Medical records are a prime target of cyber thieves, fetching quadruple the price of Social Security numbers on the dark web. As a result, the U.S. Department of Health and Human Services (HHS) has been strengthening compliance requirements for the Health Insurance Portability and Accountability Act (HIPAA) through new regulations and enhanced cybersecurity standards. The consequence to fire and EMS providers is that HIPAA compliance has become more complicated than ever.
Keys to compliance
HIPAA-covered entities must comply with three regulatory subparts, aptly named the Security Rule, the Breach Notification Rule and the Privacy Rule. Each of these rules warrants its own training program. However, here are seven points that fire and EMS providers must consider.
- Covered entity. HIPAA and its accompanying regulations apply to fire and EMS organizations that “transmit any health information in an electronic form in connection with a transaction for which HHS has adopted a standard.” The term transaction refers to “an electronic exchange of information between two parties to carry out financial or administrative activities related to health care.” In firefighter-friendly lingo, we’re talking about agencies that bill electronically for providing medical care.
- Risk assessments. The Security Rule requires covered entities to perform a risk assessment to determine where protected health information (PHI) may exist and the steps that are necessary to protect it. Risk assessments often lead entities to recognize that PHI exists in places that they might not have realized, such as on memory devices that are built into photocopiers, in National Fire Incident Reporting System (NFIRS) fire reports, on medical monitoring equipment and on devices that are used to take mechanism-of-injury photos. For each risk that is identified, the covered entity must develop a risk-management solution to protect the PHI. One inevitable solution involves training personnel on HIPAA compliance. The risk assessment must be conducted periodically, with most experts recommending at least annually.
3. Unencrypted devices. HIPAA does not require PHI to be stored on encrypted devices, but the failure to do so poses an unnecessary risk. The loss, theft or unpermitted access to PHI on an unencrypted device, such as a laptop, a tablet computer or memory storage, triggers the Breach Notification Rule. Mandatory notifications must be made to those whose PHI was on the unencrypted device as well as to HHS. If 500 or more people are affected, the news media must be notified. Huge fines may be levied. This is a nightmare that fire and EMS organizations can avoid easily by ensuring that all PHI-containing devices are encrypted.
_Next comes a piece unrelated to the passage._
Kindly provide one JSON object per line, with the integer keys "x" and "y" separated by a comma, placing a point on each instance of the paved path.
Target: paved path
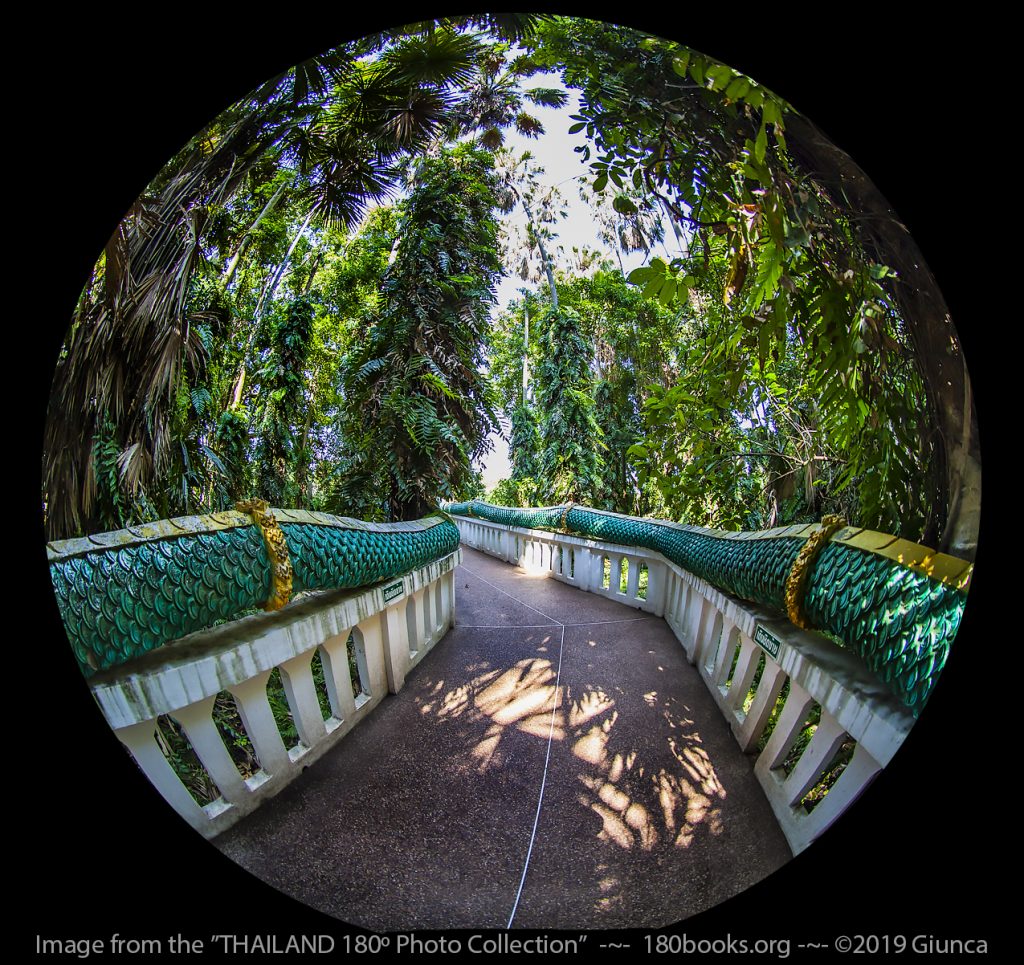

4. Video ride-alongs that capture PHI. In 2018, the HHS Office of Civil Rights issued $1 million in fines to three Boston-area hospitals that participated in an ABC TV show, “Boston Med.” The hospitals allowed patients to be filmed without first obtaining their consent. This precedent raises grave concerns about reporters and others who film on fire and EMS ride-alongs. Just to be clear, the First Amendment prohibits us from stopping reporters or citizens from filming us doing our job in public places. However, allowing anyone to accompany us into non-public places and capture PHI could result in a HIPAA violation.
5. Security incident plan. The Security Rule requires covered entities to have a plan in place for reasonably anticipated security breaches. A good example would be a ransomware attack. If a field medic notices a ransomware message on a tablet that’s used for patient care reports (PCR), the medic’s agency should have a plan to isolate the device and notify appropriate IT personnel who are capable of handling the breach. Not having a security incident plan that establishes a procedure to address reasonably expected problems, such as a ransomware attack, is a HIPAA violation.
6. Business associate agreements. HIPAA requires covered entities to have written business associate agreements with third parties that may access PHI. Some of the more common entities with which fire departments and EMS providers share information include cloud-based PCR providers and EMS billing services. However, when one thinks through this a bit more deeply, computer technicians, medical equipment repair firms and NFIRS providers also may have access to PHI.
7. 405(d) Program. HHS developed a consortium of users through an initiative that’s called the 405(d) Program. The 405(d) Program serves as a standards-making body that consists of affected users, technical experts, technology providers and HHS, who meet to develop standards for cybersecurity. Fire departments and EMS providers must be at the 405(d) table to ensure that their concerns and needs are addressed fully.
Be aware
Although firefighters and EMS personnel tend to think about HIPAA as a concern that’s related to the inappropriate sharing of PHI, the true focus of HIPAA today is squarely on cybersecurity. Covered entities need to ensure that they are compliant with the Security Rule, the Breach Notification Rule and the Privacy Rule.